Infectious disease defenses among ancient hominid contributions to adaptation of modern humans

Molecular Biology and Evolution (Oxford University Press)

During the past decade, our human evolutionary tree has turned into something more resembling an unwieldy bush. Scientists have discovered swapped segments of DNA that we shared from mating between two other hominids, Neanderthals and Denisovans, which were first sequenced in 2010 and 2014, respectively.

How much of our hominid cousins remains in each of us today, and whether or not the presence of ancient hominid DNA has conferred any adaptation advantages or disadvantages has been a prime area of exploration.

Scientists have shown that single hominid genes can convey advantages, including a famous case of high-altitude adaption, which was the result of DNA swapping, otherwise known as genomic introgression, of a Denisovan for the gene EPAS1. That discovery may help explain why Tibetans are uniquely adapted to high-altitude living.

But since most diseases are likely are result of multiple genes and often exhibit complex traits, unpacking ancient hominid contributions to our genomes has been a difficult task.

Now, in a new study published in the advanced online edition of Molecular Biology and Evolution, scientists Alexandre Gouy and Laurent Excoffier have developed new computational tools to better analyze human genome datasets, and found more evidence of a legacy of ancient hominid adaptation, particularly to help fight off infectious diseases like malaria.

"Our results confirm that archaic introgression is widespread in immunity-related genes and that pathogens represent a strong selective pressure which could be one of the major causes of adaptive evolution in humans," said the authors. "Overall, our results suggest that archaic introgression has affected human metabolism and response to different types of pathogens (bacteria, virus and protists), which have been critically determinant during human adaptive history," said Excoffier.

In this study, the duo analyzed the latest archaic introgression maps that have been recently made available for 35 Melanesian individuals as well as samples from the 1000 Genomes project.

"Our results show not only that introgression is found at many genes involved in the same functions, but also that some of these interacting genes carrying archaic DNA have been co-selected," said Gouy.

Rather than analyze individual genes, they set about focusing on methods to detect patterns of introgression based on biological pathway analysis and data sets of connected genes and subnetworks.

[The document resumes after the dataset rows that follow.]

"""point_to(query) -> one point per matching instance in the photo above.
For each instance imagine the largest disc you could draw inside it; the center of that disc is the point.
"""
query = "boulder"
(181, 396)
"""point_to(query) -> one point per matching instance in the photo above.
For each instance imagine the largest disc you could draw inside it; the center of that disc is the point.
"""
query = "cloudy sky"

They were able to identify highly introgressed subnetworks among three primary biological pathway databases (KEGG, NCI and Reactome), and among each of the three populations they looked at, including East Asians, Europeans and Papua New Guineans.

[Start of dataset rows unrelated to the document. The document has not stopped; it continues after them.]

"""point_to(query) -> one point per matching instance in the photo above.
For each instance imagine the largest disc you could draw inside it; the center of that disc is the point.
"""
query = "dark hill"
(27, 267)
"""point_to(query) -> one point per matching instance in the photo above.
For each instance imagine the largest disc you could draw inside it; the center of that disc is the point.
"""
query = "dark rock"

One of the more striking areas of evidence of possible resistance to malaria among the Papua New Guineans.

"One of the most striking areas of evidence of adaptive introgression is a possible resistance to malaria among Papua New Guineans," said Excoffier.

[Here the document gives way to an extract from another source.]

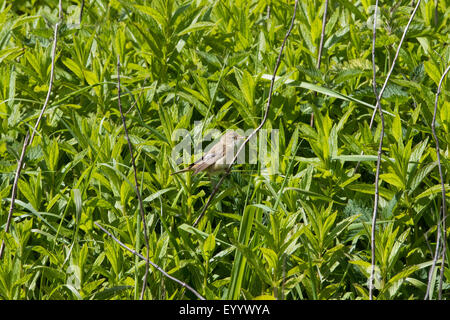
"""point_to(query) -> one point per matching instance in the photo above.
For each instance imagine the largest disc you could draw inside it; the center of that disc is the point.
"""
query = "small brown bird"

Also, beyond infectious disease, they also found evidence of introgression in genes related to porphyrins that are involved in energy metabolism (respiratory chain) and iron and oxygen binding in red blood cells (hemoglobin) and muscles (myoglobin), as well as in olfactory receptors showing signals of Neandertal introgression among modern European populations.

One of the more strongly controversial areas is the development of modern human behavior and cognition. Though the authors caution the work is still very preliminary, they did find evidence of introgression among gene networks involved in such functions.

"These results suggest that archaic introgression might have also affected behavioral/neuronal traits, even though it is difficult to link these phenotypes to a precise selective pressure."

Their results build on other studies that have identified Neanderthal variants at two SLC loci (SLC6A11, SLC6A13) that have previously been associated with behavioral traits (depression, mood disorders, smoking behavior) and some gene variants that have been shown to be preferentially expressed in the brain.

"In Papuans, we also found genes showing a significant excess of introgression that have been respectively associated to autism susceptibility and attention deficit/hyperactivity disorder, e.g. SLC9A9," said Gouy. They also reported on other genes from the same family that have a brain-biased expression and show an excess of introgressed segments in East Asians and Europeans, including SLC6A1 (a GABA transporter), SLC6A5 (a neurotransmitter transporter) and SLC28A1, as well as in Papua New Guineans, with SLC4A10 (controlling intracellular pH of neurons and brain extracellular fluid).

Further explorations of these areas of influence will be needed to tease out their contributions to human health and disease.

Even though the overall amount of Neandertal and Denisovan introgression is quite low in modern humans (typically 1-3%), their evidence continues to build the scientific case that the hominid DNA that remains has helped shaped modern human adaptation. It also suggests that these hominid windows into the past have a strong impact and continue to exert their influence on the present fitness of modern humans.